In nearly three decades of “public service,” DeLauro’s been a toe-the-line Democrat and a reliable backer of unlimited government and identity politics. The Council for Citizens Against Government Waste puts her lifetime voting record at 9 (out of 100). She thinks gun violence is “a public health emergency,” seeks a national soda tax, and enthusiastically propagates the myth of the “gender pay gap.” It would be nearly impossible to find a fedpol who leans harder left.

But DeLauro is not down with demonizing Christopher Columbus.

Asked by the Yale Daily News if she favors changing the name of the New Haven-based Christopher Columbus Family Academy, DeLauro replied that she did not. Performing a virtuoso act of politically artful dodgery, the congresswoman shifted from an inconvenient fact about the past to a virtue-signaling opportunity of the present: “We ought to be more focused on the repression of immigrants (today) than concerning ourselves with trying to denigrate someone else who created an immigrant experience.”

It’s worse than you might think, though. DeLauro’s comments were made at a ceremony in which members of the Knights of Columbus, “in full regalia,” honored their hero with the laying of several wreaths at his Wooster Square statue.

Doesn’t DeLauro know that assailing Columbus is a key priority for the cultural left? Is she … nuts?

No. She’s a politician. In her world, votes trump ideology.
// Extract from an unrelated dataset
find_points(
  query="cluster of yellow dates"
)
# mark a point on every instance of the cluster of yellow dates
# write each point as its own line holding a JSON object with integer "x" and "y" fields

According to realtor.com, New Haven is the metro region “with the highest percentage of Italian Americans.” The last census revealed that almost one in five Nutmeggers — a share higher than in both New Jersey and New York — trace their lineage to “the Boot.”

Which brings us to a useful thought experiment: Would DeLauro’s fealty to the “discoverer” of the New World vanish, if indigenous tribes, pueblos, communities, bands, rancherias, and nations started making big donations to her next campaign?

The answer’s obvious — and important to remember, as the 2020 election cycle gets underway.

Expose yourself to a decent amount of political coverage between now and Nov. 3, 2020, and you’ll receive a barrelful of bellyaching from campaign-finance “reformers.” Decrying “special interests” and “corporate money,” they’ll charge that elected officials are beholden to the highest bidders, not “the people.”

Here in reality, for decades, the verdict’s been in on political contributions’ effect on policymaking. The evidence simply doesn’t exist. The claim of “legalized bribery” has never been confirmed by credible researchers. Despite the shibboleths of populists left and right, money can’t make a politician take an action that poses anything beyond a trivial re-election risk.

“Job” security is the reason DeLauro declined to berate Columbus, and it’s why an ideological opposite adores NASA. Sen. Ted Cruz, R-Texas, a “fiscal conservative” who castigates the “deficit and debt” as “immoral,” represents a state that houses the Johnson Space Center — and its “nearly 10,000-person workforce.” Little wonder that he grew greatly agitated, earlier this year, when the Alabama-based Marshall Space Flight Center was picked to lead “the agency’s Human Landing System Program for its return to the moon by 2024.” In a letter co-signed by two additional Texas fedpols — both Republicans — Cruz griped that since “‘Houston’ was one of the first words ever uttered on the moon … (it) should be where the lander that will once again send Americans to the lunar surface is developed.”

Pols are keenly aware of what engaged constituents treasure, despise and fear. With antennas carefully calibrated to pander mode, elected officials “give” voters what they want. It’s the explanation for a mega-“woke” member of Congress refusing to denounce Columbus. Voters, whatever their preferences, are the ultimate special interest.